Newly confident of her flourishing abilities, she wanted to shake away all constraints of her defining genre and reveal a wealth of hidden riches. "Where once I was influenced largely by jazz and classical, now I'm influenced by everything," she says. "Thanks to [the album's producer] Chris Hughes, this record has enabled me to fall in love with music all over again. Previously, it was beginning to feel a little bit like a job, a chore. It doesn't anymore."
Herein, Clare proves to be a diva of the most understated kind. Across songs like Coming Home, Light Flight and the title track, she sounds elegant, regal and full of warmth, with a vocal empathy that makes each arch of every last note an arch worth savouring. Her version of The Four Tops' Reach Out (I'll Be There), meanwhile, is divine, a slow motion re-reading of the Motown classic that she makes entirely her own. It is, surely, a smash hit waiting to happen.

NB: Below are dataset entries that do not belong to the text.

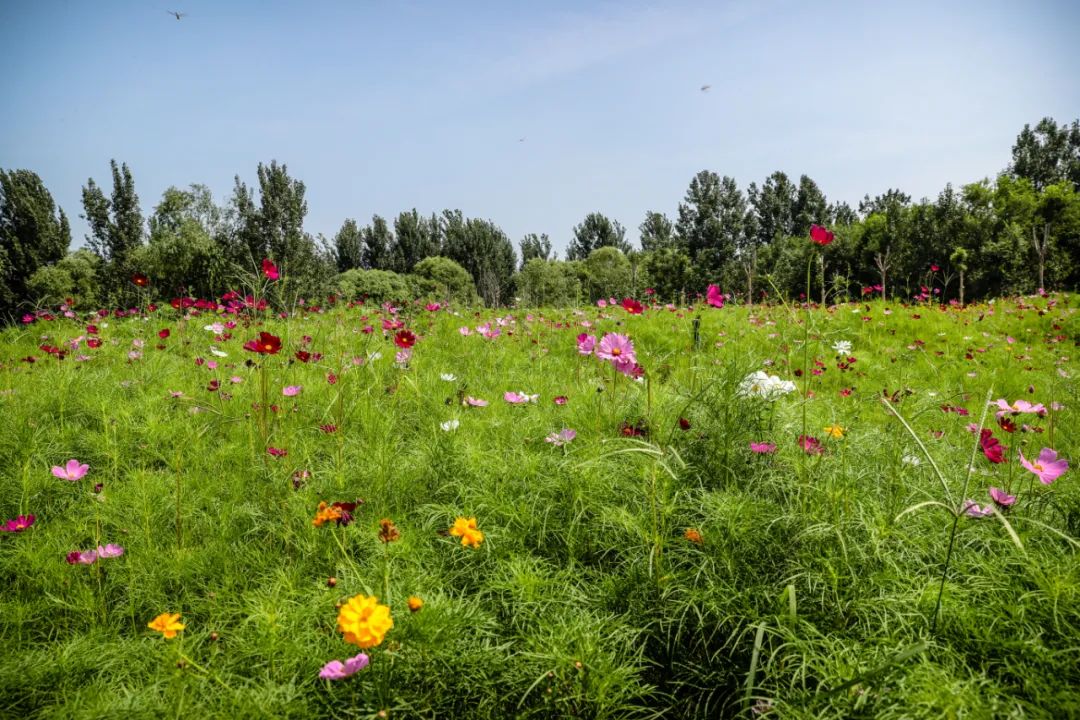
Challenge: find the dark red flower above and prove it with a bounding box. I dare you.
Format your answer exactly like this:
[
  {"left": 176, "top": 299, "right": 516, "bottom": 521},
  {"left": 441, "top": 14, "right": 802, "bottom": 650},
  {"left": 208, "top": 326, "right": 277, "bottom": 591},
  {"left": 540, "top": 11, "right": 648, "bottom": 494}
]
[
  {"left": 262, "top": 258, "right": 281, "bottom": 280},
  {"left": 244, "top": 332, "right": 281, "bottom": 355},
  {"left": 810, "top": 225, "right": 836, "bottom": 246},
  {"left": 978, "top": 427, "right": 1005, "bottom": 463}
]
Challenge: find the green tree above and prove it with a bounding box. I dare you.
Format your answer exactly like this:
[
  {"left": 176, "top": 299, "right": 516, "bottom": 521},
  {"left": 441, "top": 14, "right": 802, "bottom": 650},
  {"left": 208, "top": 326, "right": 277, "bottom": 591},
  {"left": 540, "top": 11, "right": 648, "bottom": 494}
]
[
  {"left": 1009, "top": 118, "right": 1080, "bottom": 191},
  {"left": 413, "top": 256, "right": 476, "bottom": 303},
  {"left": 0, "top": 169, "right": 71, "bottom": 315},
  {"left": 334, "top": 218, "right": 364, "bottom": 272},
  {"left": 518, "top": 232, "right": 555, "bottom": 269},
  {"left": 566, "top": 213, "right": 631, "bottom": 260},
  {"left": 515, "top": 258, "right": 581, "bottom": 308},
  {"left": 361, "top": 215, "right": 394, "bottom": 270},
  {"left": 637, "top": 212, "right": 676, "bottom": 252},
  {"left": 792, "top": 175, "right": 829, "bottom": 235},
  {"left": 82, "top": 160, "right": 143, "bottom": 303},
  {"left": 27, "top": 248, "right": 102, "bottom": 308}
]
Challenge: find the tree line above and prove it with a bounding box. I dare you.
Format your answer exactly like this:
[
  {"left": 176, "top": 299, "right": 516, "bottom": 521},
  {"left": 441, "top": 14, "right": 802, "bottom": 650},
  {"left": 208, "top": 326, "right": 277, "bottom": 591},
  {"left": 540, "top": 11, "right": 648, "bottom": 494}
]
[{"left": 0, "top": 118, "right": 1080, "bottom": 320}]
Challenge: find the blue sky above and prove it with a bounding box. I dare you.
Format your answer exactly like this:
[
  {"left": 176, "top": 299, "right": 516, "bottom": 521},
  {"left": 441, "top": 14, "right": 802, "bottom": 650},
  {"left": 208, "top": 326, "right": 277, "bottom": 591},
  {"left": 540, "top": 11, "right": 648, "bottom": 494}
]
[{"left": 0, "top": 0, "right": 1080, "bottom": 255}]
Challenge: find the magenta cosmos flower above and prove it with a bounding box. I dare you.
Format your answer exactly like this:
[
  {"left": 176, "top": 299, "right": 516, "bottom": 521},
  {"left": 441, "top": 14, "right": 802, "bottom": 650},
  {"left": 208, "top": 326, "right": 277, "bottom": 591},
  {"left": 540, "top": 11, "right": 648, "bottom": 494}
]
[
  {"left": 53, "top": 458, "right": 90, "bottom": 483},
  {"left": 543, "top": 427, "right": 578, "bottom": 448},
  {"left": 578, "top": 332, "right": 596, "bottom": 355},
  {"left": 319, "top": 653, "right": 370, "bottom": 680},
  {"left": 1020, "top": 448, "right": 1069, "bottom": 485},
  {"left": 0, "top": 515, "right": 33, "bottom": 532},
  {"left": 596, "top": 332, "right": 637, "bottom": 363}
]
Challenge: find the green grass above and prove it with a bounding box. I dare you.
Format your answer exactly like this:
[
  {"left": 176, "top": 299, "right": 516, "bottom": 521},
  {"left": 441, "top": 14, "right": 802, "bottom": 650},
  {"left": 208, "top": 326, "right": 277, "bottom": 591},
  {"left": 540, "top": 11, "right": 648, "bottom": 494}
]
[{"left": 0, "top": 296, "right": 1080, "bottom": 718}]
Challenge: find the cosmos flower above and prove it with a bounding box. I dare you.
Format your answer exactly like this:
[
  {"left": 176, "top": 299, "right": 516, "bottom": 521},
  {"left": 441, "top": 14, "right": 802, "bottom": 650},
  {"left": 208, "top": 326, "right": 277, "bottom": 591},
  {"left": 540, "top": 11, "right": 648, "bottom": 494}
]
[
  {"left": 450, "top": 517, "right": 484, "bottom": 548},
  {"left": 146, "top": 612, "right": 185, "bottom": 640},
  {"left": 1020, "top": 448, "right": 1069, "bottom": 485},
  {"left": 337, "top": 595, "right": 394, "bottom": 650},
  {"left": 810, "top": 225, "right": 836, "bottom": 247},
  {"left": 989, "top": 488, "right": 1016, "bottom": 507},
  {"left": 319, "top": 653, "right": 370, "bottom": 680},
  {"left": 544, "top": 427, "right": 578, "bottom": 448},
  {"left": 244, "top": 332, "right": 281, "bottom": 355},
  {"left": 0, "top": 515, "right": 33, "bottom": 532},
  {"left": 596, "top": 332, "right": 637, "bottom": 363},
  {"left": 53, "top": 458, "right": 90, "bottom": 483}
]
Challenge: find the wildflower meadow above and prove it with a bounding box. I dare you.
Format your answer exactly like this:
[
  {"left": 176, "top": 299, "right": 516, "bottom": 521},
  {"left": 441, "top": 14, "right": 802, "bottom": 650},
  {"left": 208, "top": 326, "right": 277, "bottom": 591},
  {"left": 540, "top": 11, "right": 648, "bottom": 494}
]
[{"left": 0, "top": 257, "right": 1080, "bottom": 718}]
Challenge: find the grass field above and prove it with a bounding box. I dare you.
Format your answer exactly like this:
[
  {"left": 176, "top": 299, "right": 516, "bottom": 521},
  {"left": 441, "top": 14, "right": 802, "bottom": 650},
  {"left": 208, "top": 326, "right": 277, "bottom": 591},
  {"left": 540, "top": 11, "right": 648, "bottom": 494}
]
[{"left": 0, "top": 295, "right": 1080, "bottom": 718}]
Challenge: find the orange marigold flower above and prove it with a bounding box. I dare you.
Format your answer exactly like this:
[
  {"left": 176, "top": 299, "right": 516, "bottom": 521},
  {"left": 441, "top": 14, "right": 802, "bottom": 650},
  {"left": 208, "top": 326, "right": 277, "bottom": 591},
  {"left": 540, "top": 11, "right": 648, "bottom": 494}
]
[
  {"left": 146, "top": 612, "right": 184, "bottom": 640},
  {"left": 379, "top": 517, "right": 402, "bottom": 543},
  {"left": 311, "top": 502, "right": 341, "bottom": 528},
  {"left": 683, "top": 528, "right": 705, "bottom": 545},
  {"left": 450, "top": 517, "right": 484, "bottom": 547},
  {"left": 338, "top": 595, "right": 394, "bottom": 650}
]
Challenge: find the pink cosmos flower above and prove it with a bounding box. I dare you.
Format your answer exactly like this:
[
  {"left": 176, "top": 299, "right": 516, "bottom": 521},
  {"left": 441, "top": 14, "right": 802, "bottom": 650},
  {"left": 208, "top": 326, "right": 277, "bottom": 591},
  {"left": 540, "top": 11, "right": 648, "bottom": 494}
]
[
  {"left": 543, "top": 427, "right": 578, "bottom": 448},
  {"left": 0, "top": 515, "right": 33, "bottom": 532},
  {"left": 705, "top": 285, "right": 724, "bottom": 308},
  {"left": 990, "top": 488, "right": 1016, "bottom": 507},
  {"left": 53, "top": 458, "right": 90, "bottom": 483},
  {"left": 596, "top": 332, "right": 637, "bottom": 363},
  {"left": 319, "top": 653, "right": 369, "bottom": 680},
  {"left": 97, "top": 543, "right": 124, "bottom": 560},
  {"left": 1020, "top": 448, "right": 1069, "bottom": 485}
]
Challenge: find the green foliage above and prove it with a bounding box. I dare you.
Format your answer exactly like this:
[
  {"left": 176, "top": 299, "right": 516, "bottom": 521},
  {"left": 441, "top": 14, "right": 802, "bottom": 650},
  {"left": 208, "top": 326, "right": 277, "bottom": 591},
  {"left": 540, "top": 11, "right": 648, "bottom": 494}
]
[
  {"left": 336, "top": 269, "right": 415, "bottom": 303},
  {"left": 82, "top": 160, "right": 144, "bottom": 305},
  {"left": 566, "top": 213, "right": 631, "bottom": 260},
  {"left": 413, "top": 257, "right": 476, "bottom": 304},
  {"left": 27, "top": 248, "right": 102, "bottom": 310},
  {"left": 0, "top": 169, "right": 71, "bottom": 316},
  {"left": 582, "top": 247, "right": 630, "bottom": 302},
  {"left": 515, "top": 258, "right": 581, "bottom": 308}
]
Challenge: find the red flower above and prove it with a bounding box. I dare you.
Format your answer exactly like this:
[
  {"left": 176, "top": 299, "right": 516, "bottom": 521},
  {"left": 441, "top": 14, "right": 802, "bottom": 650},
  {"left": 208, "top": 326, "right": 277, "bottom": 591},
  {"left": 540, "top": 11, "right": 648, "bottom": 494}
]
[
  {"left": 244, "top": 332, "right": 281, "bottom": 355},
  {"left": 978, "top": 427, "right": 1005, "bottom": 463},
  {"left": 799, "top": 435, "right": 825, "bottom": 456},
  {"left": 810, "top": 225, "right": 836, "bottom": 246},
  {"left": 262, "top": 258, "right": 281, "bottom": 280}
]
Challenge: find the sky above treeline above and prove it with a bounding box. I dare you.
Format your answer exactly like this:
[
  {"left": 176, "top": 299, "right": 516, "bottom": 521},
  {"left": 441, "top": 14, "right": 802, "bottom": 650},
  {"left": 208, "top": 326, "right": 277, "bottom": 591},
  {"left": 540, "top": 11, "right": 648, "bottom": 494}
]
[{"left": 0, "top": 0, "right": 1080, "bottom": 252}]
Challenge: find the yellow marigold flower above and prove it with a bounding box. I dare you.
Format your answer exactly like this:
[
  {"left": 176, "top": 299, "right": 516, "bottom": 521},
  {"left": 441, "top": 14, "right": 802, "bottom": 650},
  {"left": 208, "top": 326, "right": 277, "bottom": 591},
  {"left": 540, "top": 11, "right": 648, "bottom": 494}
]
[
  {"left": 146, "top": 612, "right": 184, "bottom": 640},
  {"left": 450, "top": 517, "right": 484, "bottom": 547},
  {"left": 825, "top": 425, "right": 843, "bottom": 439},
  {"left": 311, "top": 502, "right": 341, "bottom": 528},
  {"left": 338, "top": 595, "right": 394, "bottom": 649}
]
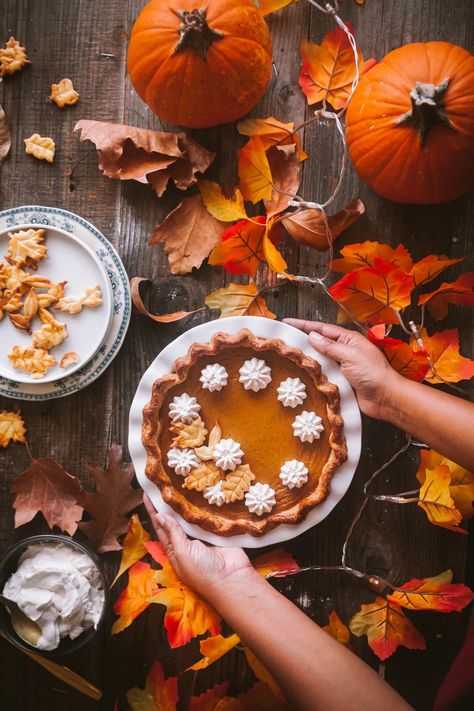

"This album is my Baccarach period," she smiles, "all big chords, nice tunes and harmonies, a bit of Carpenters here, some Dusty Springfield there. I feel I've connected to the music on an emotional level I once thought I'd lost forever. It's like all the early excitement I used to have has come back."
And it's an excitement that she delivers with an uncommon lightness of touch, evidence of the woman's confidence and proof that what we have here, in every way, is the real deal. Or, if you'll forgive the creaking pun, the Real Teal. "Music is a melting pot," Clare says. "And that's what I'm all about, ultimately, a melting pot with 70 years of music at my fingertips."
And what of the album's title, Paradisi Carousel? Turns out that paradisi is Latin for grapefruit, and Clare has quite a thing for grapefruit.
"It's a much misunderstood fruit," she reasons, "and I thought it was high time somebody stuck up for it."